Michael Weis of Weis Burney LLC cautions that “earn-outs need to be defined with extreme clarity, because once the seller gives up control, ambiguity almost always leads to disputes.”
Common earn-out metrics include revenue growth, EBITDA targets, or achievement of regulatory milestones. Sellers typically seek objective metrics and information rights, while buyers want flexibility to run the business. The tension between control and accountability makes earn-outs one of the most heavily negotiated parts of many deals.
Seller Notes, Escrows, and Risk Protection
Beyond earn-outs, buyers often rely on seller notes and escrows to protect against post-closing surprises. Seller notes are usually deeply subordinated, sitting just above equity in the capital stack. That reality makes sellers sensitive to restrictions on additional debt and to early repayment triggers tied to refinancing or a change of control.
Representations and warranties insurance has become increasingly common as a way to reduce escrow amounts and speed distributions to sellers. While not appropriate for every transaction, insurance can smooth negotiations where liability allocation becomes a sticking point.
Closing Conditions and Walkaway Rights
Closing conditions allocate risk between signing and closing. Financing conditions, due diligence conditions, and material adverse change (MAC) clauses all define who bears uncertainty during that interim period.
Although MAC clauses are heavily negotiated, courts have historically set a high bar for invoking them.
Choice of law, venue, and dispute resolution provisions are often treated as boilerplate, but they can have significant consequences if things go wrong. Delaware law is frequently selected for its predictability, while arbitration may be chosen for confidentiality and speed.
The key is alignment: dispute mechanisms should reflect the size of the deal, the likelihood of post-closing disputes, and the parties’ tolerance for cost and delay.
Other Potential Points of Contention
Non-financial term items like employment agreements, transition services, and restrictive covenants can derail deals if mishandled. Non-compete and non-solicitation provisions must be reasonable in scope and duration, and enforceability varies widely by state. Overreaching can lead not only to unenforceable provisions but to litigation risk.

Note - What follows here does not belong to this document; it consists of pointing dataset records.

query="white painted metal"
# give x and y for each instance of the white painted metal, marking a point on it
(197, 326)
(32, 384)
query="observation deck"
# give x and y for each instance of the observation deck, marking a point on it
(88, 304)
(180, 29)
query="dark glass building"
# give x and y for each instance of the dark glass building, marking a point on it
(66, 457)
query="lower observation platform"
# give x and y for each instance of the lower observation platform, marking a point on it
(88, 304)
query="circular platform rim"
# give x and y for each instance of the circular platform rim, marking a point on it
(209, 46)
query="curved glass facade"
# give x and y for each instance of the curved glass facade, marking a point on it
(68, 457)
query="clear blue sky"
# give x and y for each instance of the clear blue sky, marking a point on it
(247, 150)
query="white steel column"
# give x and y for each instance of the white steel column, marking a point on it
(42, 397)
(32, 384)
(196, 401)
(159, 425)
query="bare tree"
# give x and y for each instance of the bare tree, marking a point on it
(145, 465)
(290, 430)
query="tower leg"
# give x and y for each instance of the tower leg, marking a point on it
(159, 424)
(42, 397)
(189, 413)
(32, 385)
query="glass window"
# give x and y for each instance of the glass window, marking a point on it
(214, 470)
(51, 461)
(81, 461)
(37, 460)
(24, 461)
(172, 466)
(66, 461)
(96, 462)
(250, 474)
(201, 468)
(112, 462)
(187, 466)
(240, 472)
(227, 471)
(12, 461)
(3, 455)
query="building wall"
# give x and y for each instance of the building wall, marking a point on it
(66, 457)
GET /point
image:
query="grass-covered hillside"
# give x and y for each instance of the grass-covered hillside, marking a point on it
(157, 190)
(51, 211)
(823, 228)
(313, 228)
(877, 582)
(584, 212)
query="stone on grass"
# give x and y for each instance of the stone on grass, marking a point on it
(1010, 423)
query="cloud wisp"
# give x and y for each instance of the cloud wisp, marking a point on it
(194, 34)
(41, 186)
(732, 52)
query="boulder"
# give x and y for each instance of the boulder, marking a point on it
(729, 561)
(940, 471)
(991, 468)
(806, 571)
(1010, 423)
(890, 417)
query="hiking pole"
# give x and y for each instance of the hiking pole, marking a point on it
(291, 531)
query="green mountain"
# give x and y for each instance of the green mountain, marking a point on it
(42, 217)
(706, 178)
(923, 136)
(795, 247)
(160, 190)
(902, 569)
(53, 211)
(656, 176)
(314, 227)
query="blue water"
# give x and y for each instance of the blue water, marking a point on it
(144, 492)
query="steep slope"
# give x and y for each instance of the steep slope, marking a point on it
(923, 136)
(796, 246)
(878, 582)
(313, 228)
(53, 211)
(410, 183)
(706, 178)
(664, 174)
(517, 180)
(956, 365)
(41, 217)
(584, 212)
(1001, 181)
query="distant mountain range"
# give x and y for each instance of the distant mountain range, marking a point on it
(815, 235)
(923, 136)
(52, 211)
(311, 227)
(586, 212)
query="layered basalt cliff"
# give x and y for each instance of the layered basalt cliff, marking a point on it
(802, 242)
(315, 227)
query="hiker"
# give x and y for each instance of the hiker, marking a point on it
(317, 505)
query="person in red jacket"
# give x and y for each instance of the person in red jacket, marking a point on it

“Buyers either want the seller deeply involved to preserve continuity or completely out of the building. Both approaches require careful planning,” cautions Allan Grafman of All Media Ventures.
Final Thoughts
Ultimately, negotiating an M&A deal successfully involves allocating risk in a way that both parties can live with, and clearly documenting that allocation so expectations are aligned after the ink dries.
Good negotiations recognize that price, structure, and protection mechanisms all work together. A higher headline price may come with more risk pushed onto the seller through earn-outs, escrows, or restrictive covenants. A cleaner exit may require accepting less cash upfront. There is no single right answer, only tradeoffs.
The most successful deals are usually the ones where both sides understand why the other party cares about certain provisions, even if they do not fully agree. That understanding makes compromise possible and keeps negotiations from stalling over issues that are more emotional than economic.
For sellers, preparation is everything; clean financials, realistic expectations, and experienced advisors can dramatically improve leverage. For buyers, discipline matters just as much; knowing where to be flexible and where to draw firm lines helps avoid overpaying or inheriting unnecessary risk.
When done well, a negotiation produces a deal that closes on time, minimizes post-closing disputes, and allows both sides to move forward with confidence.